De certo que a profundidade do assunto fez com que não só a ciência moderna apresentasse teorias sobre isso, mas também nomes como Freud, que explicava o fenômeno como a expressão de desejos inconscientes ou fantasias do passado, Jung e a investigação da sincronicidade dos fatos da vida, o Espiritismo e a relação das experiências do que eles chamam de espírito fora do corpo durante o sono, e tantos outros.
Se voltarmos um pouco no passado, no século XVIII, quando a expressão Déjà Vu foi criada pelo filósofo francês Émile Boirac, percebemos que estas sensações de já ter experimentado uma situação, já havia sido estudada na antiguidade clássica, demonstrando a importância de entender o Déjà Vu não só por um ponto de vista, mas como algo mais profundo ligado aos mistérios da vida e da arte de viver.
Platão já nos ensinava sobre a memória da alma, a reminiscência. Segundo ele, a alma humana é muito velha e encarna no corpo material para adquirir experiências, mas depois da vida, precisa se purificar do mundo material, ou seja, retirar tudo aquilo que ela não é. Em alguns diálogos, Platão conta-nos também que educar, diferente do que achamos hoje em dia, não é encher um copo vazio, mas sim eduzir, ou seja, fazer com que o indivíduo expresse aquilo que já existe em sua alma. Seria como trazer para fora sua própria reminiscência, seu verdadeiro “Ser”, seu “gênio” (A República).
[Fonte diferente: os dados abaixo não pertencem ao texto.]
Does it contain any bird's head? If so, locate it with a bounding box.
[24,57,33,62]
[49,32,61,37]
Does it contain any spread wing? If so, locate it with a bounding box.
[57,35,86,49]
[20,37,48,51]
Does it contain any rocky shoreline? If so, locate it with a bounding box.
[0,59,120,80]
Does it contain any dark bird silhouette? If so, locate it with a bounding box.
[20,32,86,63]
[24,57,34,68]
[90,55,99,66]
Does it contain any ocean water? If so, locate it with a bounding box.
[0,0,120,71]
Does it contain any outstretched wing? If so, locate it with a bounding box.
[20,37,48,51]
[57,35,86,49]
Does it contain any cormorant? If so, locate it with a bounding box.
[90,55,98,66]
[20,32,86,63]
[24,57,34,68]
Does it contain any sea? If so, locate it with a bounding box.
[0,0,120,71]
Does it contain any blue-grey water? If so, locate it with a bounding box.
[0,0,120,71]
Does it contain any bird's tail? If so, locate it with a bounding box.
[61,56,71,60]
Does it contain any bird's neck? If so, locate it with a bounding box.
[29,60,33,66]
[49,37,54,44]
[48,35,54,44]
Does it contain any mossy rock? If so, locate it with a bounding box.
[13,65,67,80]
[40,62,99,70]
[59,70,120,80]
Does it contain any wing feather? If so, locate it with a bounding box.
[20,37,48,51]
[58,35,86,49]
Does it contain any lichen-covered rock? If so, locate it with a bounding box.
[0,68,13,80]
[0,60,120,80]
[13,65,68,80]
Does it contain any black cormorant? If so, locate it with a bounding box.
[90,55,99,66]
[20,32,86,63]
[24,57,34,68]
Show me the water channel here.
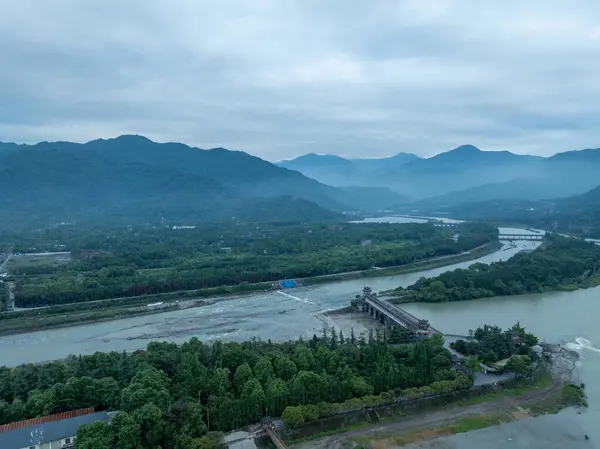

Seguindo as ideias de Platão, e de tantas outras tradições da história da humanidade que nos ensinam sobre os ciclos da vida, de nascimento e morte, das necessidades de experiências da alma, da imortalidade do nosso Ser, percebemos que o Déjà Vu então pode ser uma recordação de algum lugar, de alguém ou de alguma situação que nossa alma já teve contato em outras encarnações e que a marcou profundamente. Isto nos explicaria o estranhamento, e ao mesmo tempo, a sensação de intimidade. Isto nos traduz como Mozart, por exemplo, aos 5 anos de idade já era um gênio da música, e também porque alguns de nós nascem tão sábios e experientes em relação a determinados aspectos da vida.
Ilustração do artists Escher
Mais do que uma máquina biológica, entender o Ser Humano de forma integral, um ser com alma Imortal, com memória, necessidade de experiências, sujeito às leis da vida, com valores, virtudes e sabedoria, nos dá uma chance maior de vermo-nos como parte da vida e não à parte dela. Nos faz enxergar a possibilidade inclusive de atuarmos de maneira a somar com todo o plano da natureza. Então, que possamos refletir sobre essa memória de quem nós realmente somos, não somente como corpos, mas sim como uma essência atemporal que tem uma missão a cumprir, nesse caso, temporariamente em um corpo de carne e osso. Por isso, devemos fazer o exercício de sempre estar em contato com a Bondade, com a Justiça, com a Beleza, com a Generosidade, com o Amor… Porque depois que o tempo deste corpo passar, essas serão as memórias que carregaremos em nossas almas para toda a eternidade.